Изменить размер шрифта - +

Нет! Вероятно, и даже наверно, я читал «Мужики» Чехова, но тогда своей неспелой душой не мог принять унылый тон чеховского рассказа.

Наверно, и рассказы мои восторженные о природе исходили от той же неспелой души. И если теперь в арифметической своей глубокой старости я пишу, как говорят, все лучше и лучше, то, значит, душа моя поспевает, — молодая душа моей матери в старых годах.

 

А что, если я не один, а вся основная мужицкая масса русского народа состоит из неспелых душ, и этой же неспелостью души строится и вырастает будущее?

Чехов, любя, как русский человек, неспелые души мужиков, изображал их на фоне уныния интеллигентного человека, тогда как я очищаю их от грязи и сливаю в одно с природой, как все мы делаем то же с самой природой ранней весной: природа лежит вся в грязи, а мы уже чуем запах молодой коры и сквозь ветви неодетого леса видим небесную бирюзу.

 

Политик, увидев коня искусства, думает о том, как бы запрячь его в телегу с его политическим грузом.

 

Разговор начался с того, что зима теплая и «снег выпал только в январе на третье в ночь». Уверенность в том, что так это и было, что поэзия тяготеет к законам природы.

Какой-то астроном доказывает, что астрономические данные в поэзии Пушкина в точности соответствуют фактам. И один ботаник, глядя на этого астронома, доказал, что так и в ботанике и что одно дерево, которого теперь нет (в Бессарабии), при Пушкине было.

Только, по-моему, учет внешних событий в поэзии происходит автономно, без особого нарочитого внимания, обнажающего факт как-нибудь астрономически или ботанически: при обнажении получается натурализм и неизбежно связанные с ним ошибки в поэзии. Так что поэзия должна быть непременно свободной, и на своем свободном пути она неминуемо тяготеет к фактам, как тяготеет внимание едущего по дороге к верстовым столбам.

 

Поэт актерит, музыкально декламируя свои стихи среди нескольких десятков обманутых звуками слушателей. Разошлись слушатели — и звук разошелся в народе, как дождевая капля расходится в море. Тогда только слово поэта будет действительно волнующим словом, если он умертвит его для себя и сделает знаком, способным в каждом вызывать свое собственное слово.
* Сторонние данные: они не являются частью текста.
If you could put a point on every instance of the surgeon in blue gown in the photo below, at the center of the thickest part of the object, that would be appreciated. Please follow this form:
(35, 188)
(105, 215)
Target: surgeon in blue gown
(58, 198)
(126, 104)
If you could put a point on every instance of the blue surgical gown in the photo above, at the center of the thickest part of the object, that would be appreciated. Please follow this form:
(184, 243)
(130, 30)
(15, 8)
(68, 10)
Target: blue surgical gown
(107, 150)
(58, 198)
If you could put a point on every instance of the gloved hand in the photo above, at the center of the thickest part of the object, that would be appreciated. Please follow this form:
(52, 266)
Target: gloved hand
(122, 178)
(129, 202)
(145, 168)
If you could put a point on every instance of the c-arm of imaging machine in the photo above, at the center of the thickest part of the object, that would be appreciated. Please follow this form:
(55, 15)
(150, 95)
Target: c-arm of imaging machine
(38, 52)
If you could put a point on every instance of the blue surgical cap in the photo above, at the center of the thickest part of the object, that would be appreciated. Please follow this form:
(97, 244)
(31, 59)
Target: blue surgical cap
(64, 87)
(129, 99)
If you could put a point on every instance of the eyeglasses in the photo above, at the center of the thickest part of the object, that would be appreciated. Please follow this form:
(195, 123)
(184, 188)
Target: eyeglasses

Итак, поэт, не верь никому, — кроме Музы своей, и пусть она поможет живые слова твои заключать в семена, прорастающие в душах неведомых тебе лично людей.

 

Человек должен быть непременно твердым, а то злые любят мягких, добрых и делают их своими костылями. Так и надо помнить, что настоящее зло хромое и ходит всегда на костылях Добродетели.

 

А сегодня день зацвел еще лучше прежнего, В эту ночь недаром мне снилось, будто я какую-то чудесную простую русскую песенку пою и все вокруг меня радуются. Такие сны только в детстве бывают, потому что такое видеть можно только с невозможной для взрослого чистой совестью.

Но тут, конечно, не во мне был этот кристалл, а вне меня: невозможно прекрасный день так во мне реализовался. Верю или хочу верить, что когда-нибудь случится в мире такое прекрасное, явится оно таким несомненным, что мертвые встанут и запоют, как я в свои семьдесят шесть лет запел во сне в эту ночь.

Как это хорошо написать о том, что дело песни решила не моя чистая совесть, а самая красота этого дня. Можно думать, что чувство совершенства или гармонии, необходимое для творчества, есть состояние души творца, его поведение. Но нет! Человек, исполненный этого счастья, не может отнести его к себе, столь несовершенному существу.

В этом-то и есть поведение труженика, творца жизни человеческой, что он утверждает прекрасную реальность, вне себя самого находящуюся.

 

Как рождается творческое или родственное внимание, открывающее всегда что-то новое? Думая над этим всю жизнь, я сейчас только заметил, что этому вниманию всегда предшествует мгновение гармонического спокойствия, родственное тому душевному спокойствию, которое появляется, когда у себя в комнате и на письменном столе приберешь все и каждая вещь станет на свое место.